A plurality of permanent magnets 13 are arranged on the outer peripheral surface of the magnet shaft 11. In the permanent magnet 13, the ones having N poles and the ones having S poles are alternately arranged toward the coil unit 14. Further, a plurality of coil units 14 are arranged on the inner peripheral surface of the coil cylinder 12. Then, when a current is applied to the coil unit 14 and the magnet is excited, a Lorentz force acts on the permanent magnet 13. Then, using this Lorentz force, the magnet shaft 11 is driven by a linear motor and moves in the axial direction (left-right direction in the figure). Then, by controlling the linear motor drive, the magnet shaft 11 can be moved in the direction of protruding from the coil cylinder 12, and the movable portion 2 can be extended. Further, the magnet shaft 11 can be moved in the direction of being accommodated in the coil cylinder 12, and the movable portion 2 can be contracted.

Further, the coil cylinder 12 has a plurality of bearing portions that support the magnet shaft 11. In the present embodiment, two bearing portions, a bearing 15 and a bearing 16, are provided. As shown in the figure, one of the two bearings 15 and 16 is arranged adjacent to the opening of the coil cylinder 12. Further, as shown in FIG. 1, the other bearing 16 is arranged so as to match the position of the rear end of the magnet shaft 11 when the magnet shaft 11 extends to the upper limit.

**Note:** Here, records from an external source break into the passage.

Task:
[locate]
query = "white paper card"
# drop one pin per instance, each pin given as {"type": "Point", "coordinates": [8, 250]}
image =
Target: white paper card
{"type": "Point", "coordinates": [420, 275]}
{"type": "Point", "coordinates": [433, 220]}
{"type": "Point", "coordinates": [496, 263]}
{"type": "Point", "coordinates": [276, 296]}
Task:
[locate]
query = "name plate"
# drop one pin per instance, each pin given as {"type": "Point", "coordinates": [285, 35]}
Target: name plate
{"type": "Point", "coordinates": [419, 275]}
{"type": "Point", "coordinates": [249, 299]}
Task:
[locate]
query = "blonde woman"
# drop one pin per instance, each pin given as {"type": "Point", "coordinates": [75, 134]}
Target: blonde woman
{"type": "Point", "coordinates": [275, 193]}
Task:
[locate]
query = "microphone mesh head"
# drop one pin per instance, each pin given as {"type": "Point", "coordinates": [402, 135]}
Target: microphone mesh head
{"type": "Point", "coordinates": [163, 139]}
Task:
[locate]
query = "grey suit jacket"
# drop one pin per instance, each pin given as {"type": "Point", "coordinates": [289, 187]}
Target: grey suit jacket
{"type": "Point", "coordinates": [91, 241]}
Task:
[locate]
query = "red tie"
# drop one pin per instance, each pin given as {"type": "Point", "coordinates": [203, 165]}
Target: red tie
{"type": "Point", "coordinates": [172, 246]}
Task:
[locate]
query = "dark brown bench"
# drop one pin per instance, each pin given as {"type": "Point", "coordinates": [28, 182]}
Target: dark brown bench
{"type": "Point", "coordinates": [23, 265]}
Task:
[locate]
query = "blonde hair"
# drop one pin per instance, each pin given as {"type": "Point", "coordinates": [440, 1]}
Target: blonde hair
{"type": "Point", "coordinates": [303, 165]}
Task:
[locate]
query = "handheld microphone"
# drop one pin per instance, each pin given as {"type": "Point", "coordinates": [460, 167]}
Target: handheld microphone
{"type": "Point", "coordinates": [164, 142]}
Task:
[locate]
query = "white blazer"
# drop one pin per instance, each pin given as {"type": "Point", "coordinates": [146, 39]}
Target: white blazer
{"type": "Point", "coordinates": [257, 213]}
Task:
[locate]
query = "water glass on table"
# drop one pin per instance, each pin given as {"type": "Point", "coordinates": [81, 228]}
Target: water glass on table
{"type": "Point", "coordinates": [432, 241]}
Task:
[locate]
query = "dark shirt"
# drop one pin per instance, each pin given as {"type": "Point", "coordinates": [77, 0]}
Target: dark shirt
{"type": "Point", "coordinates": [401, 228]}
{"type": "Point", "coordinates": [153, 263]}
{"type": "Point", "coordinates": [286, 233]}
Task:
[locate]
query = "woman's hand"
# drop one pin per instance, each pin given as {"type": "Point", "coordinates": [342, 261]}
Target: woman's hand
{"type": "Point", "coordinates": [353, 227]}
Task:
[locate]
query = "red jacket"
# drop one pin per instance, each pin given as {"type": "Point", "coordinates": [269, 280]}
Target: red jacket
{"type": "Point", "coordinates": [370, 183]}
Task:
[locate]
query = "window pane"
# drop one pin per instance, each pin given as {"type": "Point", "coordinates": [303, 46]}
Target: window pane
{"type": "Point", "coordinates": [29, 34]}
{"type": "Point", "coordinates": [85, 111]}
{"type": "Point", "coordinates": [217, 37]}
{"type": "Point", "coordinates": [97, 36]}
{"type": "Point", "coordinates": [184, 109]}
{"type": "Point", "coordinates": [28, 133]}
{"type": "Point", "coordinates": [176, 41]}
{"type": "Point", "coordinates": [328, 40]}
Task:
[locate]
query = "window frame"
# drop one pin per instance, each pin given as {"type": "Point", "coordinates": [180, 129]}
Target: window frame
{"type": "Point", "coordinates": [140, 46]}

The support portion 20 supports the magnet shaft 11. The support portion 20 includes two support means, that is, a first support portion 20a and a second support portion 20b.
The first support portion 20a includes a first linear shaft 21a, a first linear cylinder 22a, and a bearing 23a. The second support portion 20b includes a second linear shaft 21b, a second linear cylinder 22b, a bearing 23b, a spring cradle 24, and a spring 25.

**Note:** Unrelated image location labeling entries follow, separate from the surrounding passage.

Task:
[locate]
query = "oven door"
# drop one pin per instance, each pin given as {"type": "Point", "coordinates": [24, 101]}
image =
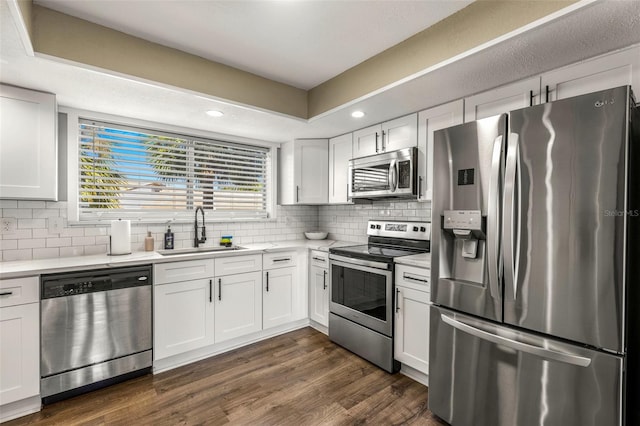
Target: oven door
{"type": "Point", "coordinates": [391, 174]}
{"type": "Point", "coordinates": [362, 292]}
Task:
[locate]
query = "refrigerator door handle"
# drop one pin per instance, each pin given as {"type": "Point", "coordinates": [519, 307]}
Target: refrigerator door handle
{"type": "Point", "coordinates": [493, 219]}
{"type": "Point", "coordinates": [508, 225]}
{"type": "Point", "coordinates": [566, 358]}
{"type": "Point", "coordinates": [393, 175]}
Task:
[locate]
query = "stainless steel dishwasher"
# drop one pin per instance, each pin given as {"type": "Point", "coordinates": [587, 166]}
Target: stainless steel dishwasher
{"type": "Point", "coordinates": [95, 329]}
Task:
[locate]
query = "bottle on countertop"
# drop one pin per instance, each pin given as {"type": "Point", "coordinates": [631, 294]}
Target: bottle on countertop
{"type": "Point", "coordinates": [148, 242]}
{"type": "Point", "coordinates": [168, 239]}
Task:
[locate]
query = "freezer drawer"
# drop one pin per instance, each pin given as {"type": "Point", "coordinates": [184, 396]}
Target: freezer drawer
{"type": "Point", "coordinates": [482, 374]}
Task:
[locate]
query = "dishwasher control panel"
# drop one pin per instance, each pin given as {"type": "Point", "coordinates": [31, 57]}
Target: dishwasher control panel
{"type": "Point", "coordinates": [71, 284]}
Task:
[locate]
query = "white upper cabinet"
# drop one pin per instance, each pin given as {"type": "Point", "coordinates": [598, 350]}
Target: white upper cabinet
{"type": "Point", "coordinates": [340, 152]}
{"type": "Point", "coordinates": [366, 141]}
{"type": "Point", "coordinates": [388, 136]}
{"type": "Point", "coordinates": [429, 121]}
{"type": "Point", "coordinates": [502, 99]}
{"type": "Point", "coordinates": [304, 172]}
{"type": "Point", "coordinates": [28, 144]}
{"type": "Point", "coordinates": [604, 72]}
{"type": "Point", "coordinates": [400, 133]}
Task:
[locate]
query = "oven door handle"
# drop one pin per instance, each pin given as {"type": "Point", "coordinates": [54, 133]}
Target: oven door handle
{"type": "Point", "coordinates": [350, 262]}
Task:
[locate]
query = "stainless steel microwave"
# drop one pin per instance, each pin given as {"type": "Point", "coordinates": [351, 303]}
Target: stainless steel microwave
{"type": "Point", "coordinates": [386, 175]}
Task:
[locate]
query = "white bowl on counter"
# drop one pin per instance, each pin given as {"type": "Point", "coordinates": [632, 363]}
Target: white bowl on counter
{"type": "Point", "coordinates": [316, 235]}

The first linear shaft 21a and the second linear shaft 21b are examples of the second shaft portion. The first linear shaft 21a and the second linear shaft 21b are members having a cylindrical shape and move in the axial direction in conjunction with the first shaft portion.
The first linear cylinder 22a and the second linear cylinder 22b are examples of the second cylinder portion. The first linear cylinder 22a and the second linear cylinder 22b are members whose inner peripheral surfaces have a cylindrical shape, and accommodate the first linear shaft 21a and the second linear shaft 21b, respectively. The first linear cylinder 22a and the second linear cylinder 22b are actually cylindrical holes formed in the fixing portion 3, and the inner wall of the holes is the first linear cylinder 22a and the second linear cylinder 22a. It functions as a linear cylinder 22b of. This hole has an opening at the left end in the drawing, and a first linear shaft 21a and a second linear shaft 21b are inserted through the opening to accommodate them.

Further, the bearing 23a and the bearing 23b support the first linear shaft 21a and the second linear shaft 21b, respectively.
The spring cradle 24 and the spring 25 are provided in the opening of the second linear cylinder 22b. The spring cradle 24 comes into contact with the bearing 23b and attaches the spring 25. As shown in FIG. 2, when the movable portion 2 of the linear motor 1 is contracted to the lower limit, the L-shaped member 30 first hits the spring 25, and the collision of the movable portion 2 with the fixed portion 3 is alleviated.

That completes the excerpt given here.